Adriano não se considerava piegas, é que o álbum jamais saíra da segunda gaveta para ir a outro cômodo da residência. Enquanto as outras pessoas guardavam os álbuns e tudo que tivesse uma imagem de seus parentes vivos ou já falecidos, Adriano preferia ou inconscientemente deixava o álbum na segunda gaveta, sempre trancado e a chave na primeira gaveta.

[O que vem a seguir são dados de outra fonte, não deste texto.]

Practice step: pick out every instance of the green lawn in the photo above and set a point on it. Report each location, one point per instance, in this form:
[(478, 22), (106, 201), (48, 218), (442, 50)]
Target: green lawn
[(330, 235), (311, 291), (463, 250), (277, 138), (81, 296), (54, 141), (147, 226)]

Podia-se dizer que Adriano era um fotomaníaco, ele tinha muitos livros contendo fotografias; alguns quadros contendo mais fotografias de parentes e sempre tinha na cabeceira da cama, algumas fotografias Polaroid e negativos já velhos...

As fotografias que mais apreciava eram de antigos casarões, eventos em família dos anos de 1890 como casamentos, batizados, mobiliário, enterros... Havia uma fotografia em tamanho médio de Debussy na casa de um amigo tocando piano, e algumas senhoras ouvindo. Sentia saudades de um tempo como aquele que a fotografia mostrava, mas logo afastava essa ideia, considerava-a estranha e sabia que não tinha vivido aquele momento, nascera em 1892 e era italiano, a fotografia retratava uma soirée na França e uns cinco ou seis anos antes.

Não queria se deixar tomar por reminiscências que não fossem de sua vida particular, quando tinha um sentimento ao ver a fotografia de Debussy, dizia para si mesmo: "Ora, gosto tanto da música dele, que gostaria de estar ao lado dele ouvindo algum noturno, mesmo porque Debussy é o único que toca com a alma". Assim pensava e logo colocava a fotografia de lado.

Enquanto o tempo passava, as fotografias foram sendo deixadas de lado. Raramente o álbum saía da gaveta. Outras atividades tomaram conta da vida de Adriano. No entanto, desde que não via mais nenhuma fotografia, tinha sonhos onde pessoas pintadas de cor cinza chamavam-no em molduras, quando estava acordado, e andava pela casa, súbitos espectros claros passavam voando, eram formas incorpóreas, como incenso ou neblina de uma manhã de inverno, apenas se podia dizer que eram humanos por uma aparência de longo cabelo, olhos, mas eram espectros luminosos e velozes.

Adriano ficava assustado, mas não acreditava que fossem mais que imagens distorcidas de seus olhos, estaria precisando usar óculos, pensava.

Nada era falado, os espectros moviam-se por toda a casa. Como luzes artificiais que ganham vida e aproveitam, não havia um só dia que Adriano não as visse. No começo das aparições, ele saía de casa e retornava altas horas, mas depois decidiu interrogá-los e sempre exclamava:

- Essa casa virou um cemitério! Ou pior, um limbo de espectros luminosos!

Decidira retirar as fotografias e os quadros, entretanto, ainda sentia afeição e uma forte identificação com as fotografias, a que retratava o Debussy estava trancada ao lado do álbum de família.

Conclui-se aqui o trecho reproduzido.